Saturday, February 25, 2006

Finally it is coming

Heard from my family members that the A levels results will be released on Wednesday 010306. I am not as anxious as I expect myself to be perhaps due to the events in camp. Still, I am much more nervous than the time when I first get the results. I have worked hard for it and I definitely want to do well for it. However, I somehow expect myself not to do very well, perhaps a bit better than the previous time. I try not to predict what grades I will get but still in my mind I just have a guage. I am on tenterhooks and the feeling is really uncomfortable.The difference this time round is I worked hard for it and even if I did badly, even worse than the previous attempt, I know what it is like to put to effort for something. I have not put in so much effort in my life before, and I sort of think that 70 per cent of those who worked hard for something get the results they want, the remaining 30 per cent will not get it.

I don't know what to do sometimes, be it good or bad or just plain, I tell myself to be more brave than the previous time and try to plan for my future. Of course, I can say all these now, who knows how I will react when I know the results. it is a really strange feeling, partly nervous, partly despondent and partly indifferent. Hope that I can be brave enough to face up to the consequences. Alright, I end here now.

Saturday, February 18, 2006

Half a Year more to ORD

Yup! Still have a half a year more to go before I ORD. Half a year(184 days to be exact) is neither long nor short, a lot can happen in this remaining half a year. No matter what, I just hope that I can ORD in one piece and my family members are safe. In 2 weeks time, I guess last year A levels results will be released and I am feeling quite nervous about it, far more compared to 2 years ago. I have put in really a lot of effort in it and I hope to do well.

Tuesday was Valentime's day and as usual I was alone. In the past, never thought that the day could be significant but after knowing the person I like already have a state, i suddenly feel so useless. I tell myself not to have a gf till the age of 25 but it seems like when you see everyone else have a partner, you would feel so weird. Anyway, I know no matter what I won't be serious in a relationship till I get every of my wish fulfilled so why cause pain to others and myself when I am not willing to commit in a relaionship. I end here now.

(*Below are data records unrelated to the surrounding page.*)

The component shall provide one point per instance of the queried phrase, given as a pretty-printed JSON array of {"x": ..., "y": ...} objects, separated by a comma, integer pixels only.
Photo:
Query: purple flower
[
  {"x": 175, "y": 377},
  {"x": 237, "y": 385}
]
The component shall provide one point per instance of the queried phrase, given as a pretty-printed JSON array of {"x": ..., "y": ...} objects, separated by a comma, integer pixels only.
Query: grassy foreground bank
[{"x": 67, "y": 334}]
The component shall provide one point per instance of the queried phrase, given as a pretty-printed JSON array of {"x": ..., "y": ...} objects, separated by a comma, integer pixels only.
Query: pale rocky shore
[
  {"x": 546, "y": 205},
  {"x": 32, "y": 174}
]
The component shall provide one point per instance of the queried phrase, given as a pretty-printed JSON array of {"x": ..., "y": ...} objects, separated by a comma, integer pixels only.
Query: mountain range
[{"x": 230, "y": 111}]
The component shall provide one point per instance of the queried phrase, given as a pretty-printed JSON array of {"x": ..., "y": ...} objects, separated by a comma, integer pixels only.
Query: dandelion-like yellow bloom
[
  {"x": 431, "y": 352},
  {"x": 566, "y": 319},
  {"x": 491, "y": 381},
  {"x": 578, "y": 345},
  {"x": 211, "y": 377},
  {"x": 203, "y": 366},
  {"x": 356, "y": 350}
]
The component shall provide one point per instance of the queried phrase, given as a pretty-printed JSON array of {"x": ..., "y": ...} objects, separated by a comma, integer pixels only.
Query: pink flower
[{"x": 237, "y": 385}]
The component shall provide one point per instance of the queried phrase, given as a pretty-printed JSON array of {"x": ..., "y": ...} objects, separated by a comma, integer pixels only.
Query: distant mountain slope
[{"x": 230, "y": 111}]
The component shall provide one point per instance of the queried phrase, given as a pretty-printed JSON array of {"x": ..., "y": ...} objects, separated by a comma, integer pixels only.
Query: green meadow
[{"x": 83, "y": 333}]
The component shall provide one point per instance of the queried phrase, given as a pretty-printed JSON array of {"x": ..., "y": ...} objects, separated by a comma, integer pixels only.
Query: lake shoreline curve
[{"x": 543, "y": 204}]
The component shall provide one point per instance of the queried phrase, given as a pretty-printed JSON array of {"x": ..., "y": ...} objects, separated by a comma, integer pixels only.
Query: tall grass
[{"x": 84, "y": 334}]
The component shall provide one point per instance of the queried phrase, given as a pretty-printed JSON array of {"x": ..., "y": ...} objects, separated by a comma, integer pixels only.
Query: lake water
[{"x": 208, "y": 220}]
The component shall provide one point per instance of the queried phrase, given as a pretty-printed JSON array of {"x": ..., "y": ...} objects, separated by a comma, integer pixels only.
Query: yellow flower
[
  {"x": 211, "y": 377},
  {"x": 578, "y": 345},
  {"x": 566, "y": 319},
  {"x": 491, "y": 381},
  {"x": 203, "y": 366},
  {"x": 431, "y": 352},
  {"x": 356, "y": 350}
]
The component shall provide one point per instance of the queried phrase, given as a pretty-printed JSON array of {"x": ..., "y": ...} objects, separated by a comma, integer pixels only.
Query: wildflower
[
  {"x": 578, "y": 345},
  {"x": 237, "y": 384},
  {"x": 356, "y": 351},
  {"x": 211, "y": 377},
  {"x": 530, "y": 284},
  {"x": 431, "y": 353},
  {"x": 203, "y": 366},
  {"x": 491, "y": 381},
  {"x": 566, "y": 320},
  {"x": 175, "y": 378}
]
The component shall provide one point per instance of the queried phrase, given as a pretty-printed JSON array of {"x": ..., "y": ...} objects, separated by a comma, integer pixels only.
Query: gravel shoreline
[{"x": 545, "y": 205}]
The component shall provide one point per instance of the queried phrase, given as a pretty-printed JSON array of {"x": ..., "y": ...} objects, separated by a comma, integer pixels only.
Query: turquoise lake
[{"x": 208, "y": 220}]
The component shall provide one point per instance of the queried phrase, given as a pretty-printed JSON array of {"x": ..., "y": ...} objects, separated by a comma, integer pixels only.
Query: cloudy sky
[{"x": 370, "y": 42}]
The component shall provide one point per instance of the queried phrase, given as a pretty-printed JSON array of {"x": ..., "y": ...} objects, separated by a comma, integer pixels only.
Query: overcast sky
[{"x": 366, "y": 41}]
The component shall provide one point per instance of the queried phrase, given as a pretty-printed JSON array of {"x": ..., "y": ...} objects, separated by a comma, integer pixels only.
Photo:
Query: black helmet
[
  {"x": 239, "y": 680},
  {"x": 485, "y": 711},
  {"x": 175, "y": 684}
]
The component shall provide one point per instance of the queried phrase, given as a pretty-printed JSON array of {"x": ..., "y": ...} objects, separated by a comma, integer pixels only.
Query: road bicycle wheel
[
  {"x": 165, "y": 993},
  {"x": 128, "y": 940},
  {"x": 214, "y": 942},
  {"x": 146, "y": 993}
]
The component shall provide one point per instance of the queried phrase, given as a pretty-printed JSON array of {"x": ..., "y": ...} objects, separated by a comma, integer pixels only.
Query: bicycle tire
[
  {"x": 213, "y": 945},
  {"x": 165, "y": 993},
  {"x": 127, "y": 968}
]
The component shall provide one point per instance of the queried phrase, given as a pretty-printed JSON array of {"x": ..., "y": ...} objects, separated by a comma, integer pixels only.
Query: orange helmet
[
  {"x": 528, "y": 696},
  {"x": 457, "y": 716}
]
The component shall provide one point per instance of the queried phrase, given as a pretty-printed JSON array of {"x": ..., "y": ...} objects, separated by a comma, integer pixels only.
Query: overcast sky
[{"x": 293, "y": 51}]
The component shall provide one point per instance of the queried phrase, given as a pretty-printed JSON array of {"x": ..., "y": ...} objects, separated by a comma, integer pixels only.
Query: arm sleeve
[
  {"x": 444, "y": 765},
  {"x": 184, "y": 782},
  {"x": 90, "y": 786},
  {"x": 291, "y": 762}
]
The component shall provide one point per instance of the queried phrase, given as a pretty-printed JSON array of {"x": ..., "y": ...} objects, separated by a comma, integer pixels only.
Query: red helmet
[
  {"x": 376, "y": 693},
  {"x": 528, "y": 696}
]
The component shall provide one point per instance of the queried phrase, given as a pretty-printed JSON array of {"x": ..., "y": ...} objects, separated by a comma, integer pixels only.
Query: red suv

Saturday, February 11, 2006

An eventful week

This week in camp it is really busy. Starting from Monday, it is a lot of work till Tuesday.
On Wednesday, I am the duty clerk and on THursday I am forced to wake up early because of a blackout in the ops room, depriving me further of my already precious sleep. On tHursday, we have a CNY celebration and it is quite fun. yesterday, it is normal. Today, just have steamboat with my family members and this afternoon just bought an mp3 player. Also realized that the O levels results had been released yesterday, don't know when the A levels results will be released. Never mind just have to wait, I end here now.

Friday, February 03, 2006

Results stress

in about 3 more weeks, last year's A levels results is going to be released. Though it is the second time I am getting it and I sort of still disbelieve that I actually have to go through this ordeal one more time, I am more nervous than ever. If I fail this time, it is not the end of the world but I will be really sad. Aiyah, very sian and very uncomfortable, on one hand I want to get the results, on the other hand, I don't want to face the music. I really don't know what I want? Anyway, I tell myself to be strong whatever the outcome is.